Our AI-agent safety checklist.
Before an LLM agent takes a real action in production, walk these eight questions. They cover the failure modes that actually cause incidents — over-broad capabilities, unauthenticated actions, unscoped data access, injection, and the absence of a usable audit trail. If you can't answer one cleanly, that's where to spend the next sprint.
A demo agent and a production agent look the same in a screenshot. The difference is everything that happens when the inputs are hostile, the user is not who you assumed, and the action is irreversible. This is the short list we'd want answered before letting an agent act on anything that matters.
- Authentication on every action. Is the agent acting as a verified user, with that user's real permissions — checked at the point of action, not assumed from the session? An agent should never be able to do more than the human it's acting for.
- Capabilities scoped to the task.
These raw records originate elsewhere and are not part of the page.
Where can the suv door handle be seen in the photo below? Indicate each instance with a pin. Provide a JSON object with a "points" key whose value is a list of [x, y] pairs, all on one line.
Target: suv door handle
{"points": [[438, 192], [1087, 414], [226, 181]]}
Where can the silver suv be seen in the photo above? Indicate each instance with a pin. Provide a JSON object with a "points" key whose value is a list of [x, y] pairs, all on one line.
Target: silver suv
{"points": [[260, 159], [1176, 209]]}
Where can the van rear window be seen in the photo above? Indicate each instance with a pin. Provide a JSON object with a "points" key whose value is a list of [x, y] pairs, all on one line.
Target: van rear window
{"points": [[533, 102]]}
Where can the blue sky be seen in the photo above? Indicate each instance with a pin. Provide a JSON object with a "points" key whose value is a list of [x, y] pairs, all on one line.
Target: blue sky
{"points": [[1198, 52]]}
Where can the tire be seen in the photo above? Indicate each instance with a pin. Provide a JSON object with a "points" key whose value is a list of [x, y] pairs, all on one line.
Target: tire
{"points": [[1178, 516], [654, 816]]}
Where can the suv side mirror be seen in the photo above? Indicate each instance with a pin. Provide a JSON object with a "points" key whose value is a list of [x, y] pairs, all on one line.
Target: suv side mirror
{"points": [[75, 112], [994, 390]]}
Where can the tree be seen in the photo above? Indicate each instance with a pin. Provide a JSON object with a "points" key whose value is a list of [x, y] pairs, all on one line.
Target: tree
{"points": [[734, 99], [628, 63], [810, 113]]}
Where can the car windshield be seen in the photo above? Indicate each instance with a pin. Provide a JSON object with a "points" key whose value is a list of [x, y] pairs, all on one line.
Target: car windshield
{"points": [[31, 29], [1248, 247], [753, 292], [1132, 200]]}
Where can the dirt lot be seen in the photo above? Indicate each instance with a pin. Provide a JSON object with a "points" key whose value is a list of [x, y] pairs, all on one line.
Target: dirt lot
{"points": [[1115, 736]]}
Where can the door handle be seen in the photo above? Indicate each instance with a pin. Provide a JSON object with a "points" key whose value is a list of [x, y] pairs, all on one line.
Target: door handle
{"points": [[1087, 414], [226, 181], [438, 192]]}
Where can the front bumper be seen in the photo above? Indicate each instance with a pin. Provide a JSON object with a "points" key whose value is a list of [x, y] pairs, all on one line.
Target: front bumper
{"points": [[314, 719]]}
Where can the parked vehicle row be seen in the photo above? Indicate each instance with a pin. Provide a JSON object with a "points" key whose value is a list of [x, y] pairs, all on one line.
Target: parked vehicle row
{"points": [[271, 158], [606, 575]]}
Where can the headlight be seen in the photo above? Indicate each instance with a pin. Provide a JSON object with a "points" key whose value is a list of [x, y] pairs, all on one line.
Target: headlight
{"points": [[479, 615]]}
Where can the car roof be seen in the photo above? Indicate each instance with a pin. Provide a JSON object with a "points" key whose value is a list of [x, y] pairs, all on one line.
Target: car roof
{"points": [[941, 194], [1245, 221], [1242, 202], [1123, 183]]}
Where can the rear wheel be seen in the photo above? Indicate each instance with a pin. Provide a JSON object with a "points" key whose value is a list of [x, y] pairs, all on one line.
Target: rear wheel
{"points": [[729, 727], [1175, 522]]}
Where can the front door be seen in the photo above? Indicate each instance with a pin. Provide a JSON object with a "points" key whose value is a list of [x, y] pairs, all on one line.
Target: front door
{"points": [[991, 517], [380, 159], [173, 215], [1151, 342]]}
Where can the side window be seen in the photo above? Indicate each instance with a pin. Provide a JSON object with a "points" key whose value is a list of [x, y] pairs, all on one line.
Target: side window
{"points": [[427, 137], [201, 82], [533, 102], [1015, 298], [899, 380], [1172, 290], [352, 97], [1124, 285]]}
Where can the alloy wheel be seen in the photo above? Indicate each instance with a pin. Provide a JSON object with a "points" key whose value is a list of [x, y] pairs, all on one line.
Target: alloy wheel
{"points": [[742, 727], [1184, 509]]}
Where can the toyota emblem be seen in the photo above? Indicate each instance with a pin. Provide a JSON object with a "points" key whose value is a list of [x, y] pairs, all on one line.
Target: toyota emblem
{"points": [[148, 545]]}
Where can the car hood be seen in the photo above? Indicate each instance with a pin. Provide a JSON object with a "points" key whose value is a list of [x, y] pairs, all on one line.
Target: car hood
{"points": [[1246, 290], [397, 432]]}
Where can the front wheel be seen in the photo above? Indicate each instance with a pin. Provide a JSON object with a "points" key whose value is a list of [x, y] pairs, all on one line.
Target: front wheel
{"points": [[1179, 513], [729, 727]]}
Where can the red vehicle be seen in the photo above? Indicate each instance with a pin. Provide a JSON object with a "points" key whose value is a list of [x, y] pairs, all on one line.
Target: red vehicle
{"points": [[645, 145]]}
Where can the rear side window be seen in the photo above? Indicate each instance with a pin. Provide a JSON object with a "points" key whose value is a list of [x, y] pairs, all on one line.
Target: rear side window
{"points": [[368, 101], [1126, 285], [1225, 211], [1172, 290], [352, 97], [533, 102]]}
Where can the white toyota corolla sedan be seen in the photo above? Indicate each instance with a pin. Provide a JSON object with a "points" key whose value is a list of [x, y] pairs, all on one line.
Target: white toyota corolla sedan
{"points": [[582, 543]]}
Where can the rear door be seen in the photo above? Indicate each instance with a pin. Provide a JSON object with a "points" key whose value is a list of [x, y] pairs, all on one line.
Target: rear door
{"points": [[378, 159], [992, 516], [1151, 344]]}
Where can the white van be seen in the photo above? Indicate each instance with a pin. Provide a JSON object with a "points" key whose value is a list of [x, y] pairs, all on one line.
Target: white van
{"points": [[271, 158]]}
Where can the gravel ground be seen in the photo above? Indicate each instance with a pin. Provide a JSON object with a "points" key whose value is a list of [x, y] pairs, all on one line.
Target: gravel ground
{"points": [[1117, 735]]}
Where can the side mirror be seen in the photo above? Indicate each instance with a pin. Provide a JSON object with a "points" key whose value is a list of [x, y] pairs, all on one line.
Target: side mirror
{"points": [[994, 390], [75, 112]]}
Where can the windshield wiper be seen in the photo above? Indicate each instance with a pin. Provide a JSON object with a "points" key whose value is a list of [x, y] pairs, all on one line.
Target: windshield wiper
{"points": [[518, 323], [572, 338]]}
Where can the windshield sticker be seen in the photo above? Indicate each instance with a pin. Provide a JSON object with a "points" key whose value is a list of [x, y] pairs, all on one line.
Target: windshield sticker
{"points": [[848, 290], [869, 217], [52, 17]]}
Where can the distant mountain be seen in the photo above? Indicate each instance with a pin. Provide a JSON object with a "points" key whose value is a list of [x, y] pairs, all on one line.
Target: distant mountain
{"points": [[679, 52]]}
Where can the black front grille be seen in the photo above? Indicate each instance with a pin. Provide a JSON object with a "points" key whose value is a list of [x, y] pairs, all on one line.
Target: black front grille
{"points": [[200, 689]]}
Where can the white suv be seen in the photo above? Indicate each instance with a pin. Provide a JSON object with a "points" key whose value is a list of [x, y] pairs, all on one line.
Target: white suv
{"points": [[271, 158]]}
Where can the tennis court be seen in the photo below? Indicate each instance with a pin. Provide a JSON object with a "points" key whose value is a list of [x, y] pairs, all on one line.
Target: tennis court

Does this agent hold only the tools its current job needs? If a read-only task has write or send access "just in case," that's the blast radius of your next injection.
- Data access on a need-to-know basis. Can the agent reach only the records relevant to this user and this task? Row-level access controls matter as much for agents as for the humans behind them.
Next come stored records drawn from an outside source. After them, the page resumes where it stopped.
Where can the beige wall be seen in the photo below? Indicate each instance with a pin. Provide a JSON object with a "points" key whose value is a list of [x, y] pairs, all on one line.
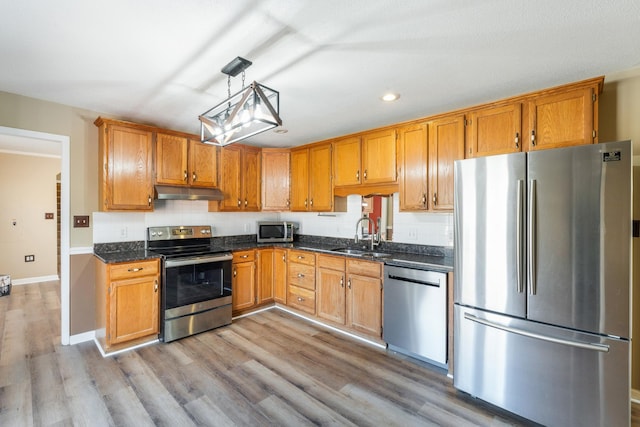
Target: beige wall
{"points": [[27, 191], [42, 116]]}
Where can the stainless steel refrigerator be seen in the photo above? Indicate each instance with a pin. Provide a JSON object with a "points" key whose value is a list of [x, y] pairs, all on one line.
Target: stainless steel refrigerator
{"points": [[542, 274]]}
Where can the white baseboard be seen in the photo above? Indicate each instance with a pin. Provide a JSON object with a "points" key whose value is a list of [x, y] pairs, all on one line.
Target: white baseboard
{"points": [[28, 280], [84, 337]]}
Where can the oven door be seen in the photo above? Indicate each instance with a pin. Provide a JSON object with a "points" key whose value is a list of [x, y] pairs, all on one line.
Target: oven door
{"points": [[196, 283]]}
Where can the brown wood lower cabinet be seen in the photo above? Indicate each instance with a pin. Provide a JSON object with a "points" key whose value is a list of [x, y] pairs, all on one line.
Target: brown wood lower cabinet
{"points": [[127, 301], [350, 293]]}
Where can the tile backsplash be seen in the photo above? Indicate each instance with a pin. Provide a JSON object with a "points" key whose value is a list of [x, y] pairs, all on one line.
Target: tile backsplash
{"points": [[434, 229]]}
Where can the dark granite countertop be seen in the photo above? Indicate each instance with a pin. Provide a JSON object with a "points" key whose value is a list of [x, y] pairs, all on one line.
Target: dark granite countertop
{"points": [[421, 257]]}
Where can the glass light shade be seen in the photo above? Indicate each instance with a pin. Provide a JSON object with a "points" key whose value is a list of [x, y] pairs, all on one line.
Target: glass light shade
{"points": [[249, 112]]}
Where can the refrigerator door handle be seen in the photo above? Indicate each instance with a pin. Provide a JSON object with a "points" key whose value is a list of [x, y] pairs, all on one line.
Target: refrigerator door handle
{"points": [[531, 265], [519, 231], [588, 346]]}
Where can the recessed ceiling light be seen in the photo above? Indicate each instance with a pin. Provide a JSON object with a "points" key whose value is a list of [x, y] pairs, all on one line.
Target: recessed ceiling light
{"points": [[390, 97]]}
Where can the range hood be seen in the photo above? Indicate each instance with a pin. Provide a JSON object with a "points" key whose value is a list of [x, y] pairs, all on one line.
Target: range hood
{"points": [[169, 192]]}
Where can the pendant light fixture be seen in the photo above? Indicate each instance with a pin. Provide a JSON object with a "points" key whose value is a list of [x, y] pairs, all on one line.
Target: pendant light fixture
{"points": [[253, 110]]}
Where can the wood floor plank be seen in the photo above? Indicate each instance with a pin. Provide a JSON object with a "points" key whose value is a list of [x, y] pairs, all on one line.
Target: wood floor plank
{"points": [[268, 369]]}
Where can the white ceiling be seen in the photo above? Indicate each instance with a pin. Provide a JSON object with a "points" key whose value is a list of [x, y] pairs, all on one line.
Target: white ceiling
{"points": [[159, 61]]}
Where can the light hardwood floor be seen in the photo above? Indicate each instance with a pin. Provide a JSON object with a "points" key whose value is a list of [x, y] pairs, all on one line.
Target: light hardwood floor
{"points": [[271, 368]]}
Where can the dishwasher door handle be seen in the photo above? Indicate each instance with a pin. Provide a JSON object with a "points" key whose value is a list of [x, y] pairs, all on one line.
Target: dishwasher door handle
{"points": [[410, 280]]}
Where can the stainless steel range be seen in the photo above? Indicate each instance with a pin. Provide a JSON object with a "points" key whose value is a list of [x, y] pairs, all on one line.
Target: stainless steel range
{"points": [[196, 281]]}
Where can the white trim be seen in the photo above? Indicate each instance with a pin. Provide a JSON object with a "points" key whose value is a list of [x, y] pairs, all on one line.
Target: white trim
{"points": [[105, 354], [81, 250], [65, 172], [28, 280], [83, 337]]}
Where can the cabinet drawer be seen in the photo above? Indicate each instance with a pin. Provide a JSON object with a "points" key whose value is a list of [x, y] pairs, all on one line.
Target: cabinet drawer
{"points": [[302, 257], [364, 268], [244, 256], [302, 275], [331, 262], [302, 299], [128, 270]]}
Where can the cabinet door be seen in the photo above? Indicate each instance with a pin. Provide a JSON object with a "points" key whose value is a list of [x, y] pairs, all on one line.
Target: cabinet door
{"points": [[133, 309], [280, 275], [243, 283], [495, 130], [561, 120], [128, 169], [265, 275], [364, 304], [446, 145], [300, 180], [171, 159], [331, 297], [346, 162], [379, 157], [320, 188], [203, 164], [275, 180], [413, 157], [231, 157]]}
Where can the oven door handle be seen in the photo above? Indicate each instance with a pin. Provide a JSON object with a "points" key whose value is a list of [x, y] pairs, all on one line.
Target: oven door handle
{"points": [[196, 260]]}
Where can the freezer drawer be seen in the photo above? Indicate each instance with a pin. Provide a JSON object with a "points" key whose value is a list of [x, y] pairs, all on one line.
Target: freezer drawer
{"points": [[415, 312], [550, 375]]}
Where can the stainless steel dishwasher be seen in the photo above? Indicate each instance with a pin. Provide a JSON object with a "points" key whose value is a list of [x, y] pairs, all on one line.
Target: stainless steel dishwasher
{"points": [[415, 313]]}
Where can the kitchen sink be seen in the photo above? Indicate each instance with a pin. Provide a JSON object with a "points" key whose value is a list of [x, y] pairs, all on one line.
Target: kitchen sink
{"points": [[362, 253]]}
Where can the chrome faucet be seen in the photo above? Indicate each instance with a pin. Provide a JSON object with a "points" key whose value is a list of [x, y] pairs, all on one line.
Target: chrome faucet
{"points": [[374, 238]]}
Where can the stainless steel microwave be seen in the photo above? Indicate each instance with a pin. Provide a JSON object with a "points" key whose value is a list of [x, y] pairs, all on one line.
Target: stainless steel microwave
{"points": [[276, 231]]}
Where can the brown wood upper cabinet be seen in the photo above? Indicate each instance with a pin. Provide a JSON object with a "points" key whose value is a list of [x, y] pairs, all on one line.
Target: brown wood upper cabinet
{"points": [[126, 162], [446, 145], [311, 188], [367, 159], [276, 185], [240, 181], [413, 160], [184, 161], [494, 130], [562, 119]]}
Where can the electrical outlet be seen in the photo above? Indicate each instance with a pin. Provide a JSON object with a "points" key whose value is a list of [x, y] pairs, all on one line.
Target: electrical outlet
{"points": [[80, 221]]}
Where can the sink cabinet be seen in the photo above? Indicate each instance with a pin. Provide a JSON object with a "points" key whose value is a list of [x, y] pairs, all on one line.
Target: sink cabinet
{"points": [[127, 301]]}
- Untrusted input is isolated. Is retrieved or user-supplied content kept structurally separate from your instructions, and treated as data — not authority — by the model?
- Output is checked before it acts. Is there a gate between the model's decision and the consequence — a policy check that can refuse an out-of-bounds action?
- Humans approve the irreversible. Do high-consequence actions (payments, deletions, external sends) pause for a person who can see the action and its reasoning?
- Every decision is logged, tamper-evidently. If something goes wrong, can you reconstruct what the agent saw, decided, and did — from a record you can trust hasn't been altered?
- It's actually audit-ready. Could you hand the log to a reviewer and have it stand on its own? "We have logs" and "we can prove what happened" are different claims.
Using the list
None of these are exotic. They're the agent-era versions of well-known engineering controls — authentication, least privilege, scoped data, logging. What's new is that an LLM in the middle makes it easy to skip them, because the agent feels like it's "just answering," right up until it takes an action you can't take back.
The questions that are hardest to answer cleanly — capability scope, output checks, tamper-evident audit — are exactly the ones a runtime at the call site is meant to handle. That's the runtime SecuRight is building; it's in development, and this writing is where we work the thinking out in the open.